Pardessus de viole

The pardessus de viole is the highest-pitched member of the viol family of instruments. It is a bowed string instrument with either five or six strings and a fretted neck. The pardessus first appeared in the early 18th century, and was commonly played by women, particularly in French-speaking countries.

Pardessus de viole

Description

The pardessus de viole is the smallest of the viol family. Its size is similar to the violin's, and its range is correspondingly similar.[1] The strings are made of gut (like on any bowed string instrument until the 1970s) and the top string was tuned to g'',[2] a fourth higher than the top string of the treble viol. Like the treble viol, the pardessus de viole was almost never used to play accompaniment chords, but was always a melody instrument.[2] When played, it is played upright on the lap with a bow.[2]

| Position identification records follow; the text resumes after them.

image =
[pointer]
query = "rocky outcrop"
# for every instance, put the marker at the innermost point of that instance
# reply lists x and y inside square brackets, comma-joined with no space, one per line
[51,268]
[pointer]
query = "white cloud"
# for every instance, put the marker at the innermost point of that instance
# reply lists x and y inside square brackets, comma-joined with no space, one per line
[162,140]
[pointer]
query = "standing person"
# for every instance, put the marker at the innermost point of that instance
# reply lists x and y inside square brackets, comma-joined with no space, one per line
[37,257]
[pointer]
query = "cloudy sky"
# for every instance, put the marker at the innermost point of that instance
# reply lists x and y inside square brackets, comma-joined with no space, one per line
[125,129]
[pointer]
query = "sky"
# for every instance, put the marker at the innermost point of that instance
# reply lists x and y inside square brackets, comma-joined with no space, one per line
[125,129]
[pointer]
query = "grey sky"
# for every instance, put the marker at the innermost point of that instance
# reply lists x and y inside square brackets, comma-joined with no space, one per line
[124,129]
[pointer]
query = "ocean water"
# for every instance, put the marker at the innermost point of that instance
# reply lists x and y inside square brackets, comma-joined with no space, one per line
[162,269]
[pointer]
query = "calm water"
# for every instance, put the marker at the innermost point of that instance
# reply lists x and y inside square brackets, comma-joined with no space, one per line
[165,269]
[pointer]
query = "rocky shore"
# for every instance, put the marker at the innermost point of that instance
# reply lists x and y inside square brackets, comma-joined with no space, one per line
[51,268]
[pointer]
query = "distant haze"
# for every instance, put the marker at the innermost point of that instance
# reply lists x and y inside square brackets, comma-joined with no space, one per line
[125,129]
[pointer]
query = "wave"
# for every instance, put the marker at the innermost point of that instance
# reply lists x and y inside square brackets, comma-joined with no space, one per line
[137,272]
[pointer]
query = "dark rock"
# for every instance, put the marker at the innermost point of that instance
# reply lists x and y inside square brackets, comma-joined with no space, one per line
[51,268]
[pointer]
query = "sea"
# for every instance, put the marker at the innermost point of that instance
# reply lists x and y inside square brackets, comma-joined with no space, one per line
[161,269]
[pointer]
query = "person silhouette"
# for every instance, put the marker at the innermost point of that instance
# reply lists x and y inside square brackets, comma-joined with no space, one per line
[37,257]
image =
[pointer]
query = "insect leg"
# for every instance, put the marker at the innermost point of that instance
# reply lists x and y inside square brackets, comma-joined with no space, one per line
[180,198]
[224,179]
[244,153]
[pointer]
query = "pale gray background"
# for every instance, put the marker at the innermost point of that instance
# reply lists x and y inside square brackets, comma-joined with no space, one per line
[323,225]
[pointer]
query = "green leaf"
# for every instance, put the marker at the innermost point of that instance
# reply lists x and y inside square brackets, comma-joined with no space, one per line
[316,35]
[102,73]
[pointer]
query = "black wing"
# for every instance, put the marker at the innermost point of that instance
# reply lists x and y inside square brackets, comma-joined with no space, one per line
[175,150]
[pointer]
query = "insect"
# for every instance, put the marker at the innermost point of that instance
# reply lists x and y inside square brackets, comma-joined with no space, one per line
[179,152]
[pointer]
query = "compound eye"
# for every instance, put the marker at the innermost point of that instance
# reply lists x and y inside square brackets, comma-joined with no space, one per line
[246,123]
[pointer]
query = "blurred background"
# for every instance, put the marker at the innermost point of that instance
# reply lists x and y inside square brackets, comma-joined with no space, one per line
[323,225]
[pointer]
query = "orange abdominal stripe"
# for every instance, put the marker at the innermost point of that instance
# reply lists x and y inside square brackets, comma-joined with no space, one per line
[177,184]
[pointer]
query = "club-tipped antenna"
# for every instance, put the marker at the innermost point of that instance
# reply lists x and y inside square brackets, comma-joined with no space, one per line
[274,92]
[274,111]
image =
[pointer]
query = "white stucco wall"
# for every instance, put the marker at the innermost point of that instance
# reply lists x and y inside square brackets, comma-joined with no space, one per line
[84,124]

Unlike the treble viol and other viol instruments, the pardessus usually has only five strings. The five string pardessus is tuned in fifths and fourths (g, d', a', d'', g''), while six stringed pardessus are tuned like other viols in fourths with a third (g, c', e', a', d'', g'' or g, c', f', a', d'', g''). Like on the treble viol, players disagreed on whether the pardessus should be fingered with diatonic fingering (like on a violin) or chromatic fingering (like other viols, violoncelli and bass violins).

History

The pardessus de viole was invented around the year 1700. Violins had begun emerging in Italy, and the pardessus was developed to allow people accustomed to viols to play violin music.[1] With a sound more reminiscent of the viol to audiences unaccustomed to the sound of the violin, musicologist Annette Otterstedt has characterized the pardessus as a hybrid between viols and violins.[1]

The pardessus was often played by women, as the method of holding the pardessus in one's lap was considered more lady-like than holding a violin on the shoulder.[2] The pardessus was most popular in French-speaking countries,[3] but by 1770 it was starting to disappear from the landscape as viols generally were being eclipsed by the louder stringed instruments of the violin family.[1]

References

  1. Otterstedt, Annette (2002). The Viol: History of an Instrument. Basel: Barenreiter-Verlag. pp. 146–8. ISBN 3-7618-1152-7.
  2. Green, Robert (1982). J.M. Thomson (ed.). "The pardessus de viole and its literature". Early Music. Early Music America. 10 (3): 301–307. doi:10.1093/earlyj/10.3.301. ISSN 0306-1078.
  3. Sutcliffe, Richard (28 January 2007). "About the Pardessus de Viole". Retrieved 16 December 2012.